318 ENHANCEMENT OF FERTILIZATION BY DIGITONIN IN ROUND SPERMATID INJECTION
S. Kishigami A , E. Mizutani A , S. Wakayama A and T. Wakayama AARIKEN, Center for Developmental Biology, Kobe, Japan. Email: kishigami@cdb.riken.jp
Reproduction, Fertility and Development 17(2) 309-310 https://doi.org/10.1071/RDv17n2Ab318
Submitted: 1 August 2004 Accepted: 1 October 2004 Published: 1 January 2005
Abstract
Reproductive technologies allow us to produce offspring using a variety of cells including sperm, spermatids, spermatocytes, somatic cells, and even parthenogenetic oocytes. In each of these technologies, failure of pronuclear formation after injection often prevents successful artificial reproduction. One of the possible causes is assumed to be that the breakage of the cytoplasmic membrane by simple pipetting is not enough to expose the nuclei to the ooplasm for pronuclear formation. To overcome this problem, we applied digitonin, a mild nonionic detergent, for the purpose of the permeabilization of cellular and nuclear membranes before injection. In this study, round spermatid cells in the mouse were used as a model because of their low pronuclear formation rate after injection. First, to examine the permeabilization of spermatids by digitonin, spermatid cells were incubated in CZB medium including 10 μg/mL of digitonin.

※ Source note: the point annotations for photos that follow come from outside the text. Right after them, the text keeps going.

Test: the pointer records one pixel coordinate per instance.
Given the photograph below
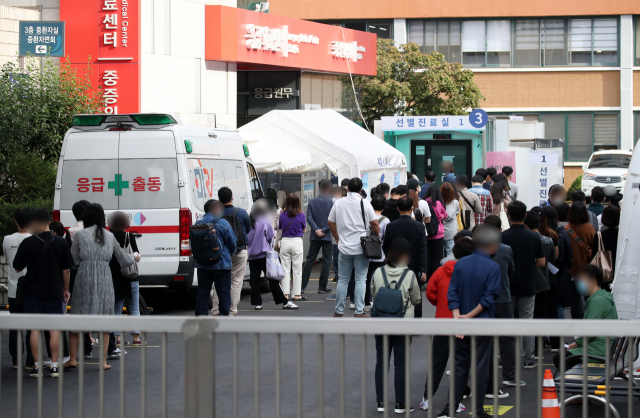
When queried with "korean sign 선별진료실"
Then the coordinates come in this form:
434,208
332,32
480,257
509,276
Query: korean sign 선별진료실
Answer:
41,38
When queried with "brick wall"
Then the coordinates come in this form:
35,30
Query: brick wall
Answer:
570,174
551,89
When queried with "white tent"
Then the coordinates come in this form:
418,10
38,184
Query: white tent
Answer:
305,141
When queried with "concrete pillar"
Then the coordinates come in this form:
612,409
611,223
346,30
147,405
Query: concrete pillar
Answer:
626,82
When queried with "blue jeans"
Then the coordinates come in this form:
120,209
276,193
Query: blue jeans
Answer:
360,264
222,280
448,247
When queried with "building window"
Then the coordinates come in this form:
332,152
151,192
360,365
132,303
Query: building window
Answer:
522,42
382,28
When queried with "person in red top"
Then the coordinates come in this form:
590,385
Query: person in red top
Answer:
437,289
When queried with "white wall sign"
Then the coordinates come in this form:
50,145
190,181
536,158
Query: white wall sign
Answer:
428,123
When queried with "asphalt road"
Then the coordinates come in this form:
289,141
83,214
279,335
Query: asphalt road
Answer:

Interestingly, the spermatids were lysed within 30 s after transfer but not other spermatogenic cells or somatic cells. Next, we conducted round spermatid injection (ROSI) using PVP including digitonin in a similar manner. Spermatids were picked up by injection pipette from spermatogenic cells suspended in a drop of PVP. These spermatids were transferred into another PVP drop including 1 μg/mL or 10 μg/mL of digitonin and left for 30 s. These digitonin-treated spermatids were then directly injected into previously activated oocytes. Six hours after injection, the fertilized oocytes were examined. Pronuclear formation rates were calculated as a proportion of oocytes with two pronuclei as well as one second polar body to total oocytes with one second polar body (Table 1). After digitonin treatment, fertilization rates significantly increased compared with ROSI without digitonin (Table 1). Further, these fertilized oocytes developed into blastocysts in vitro at comparable or higher rates. To further elucidate the effects of digitonin pretreatment on in vivo development, embryos were transferred into surrogate mothers 24 h after injection for offspring production. Although it is preliminary, we succeeded in the delivery of pups after ROSI with digitonin pretreatment (8 pups out of 14 transferred embryos). Thus, digitonin pretreatment is suggested to improve the success rate of ROSI.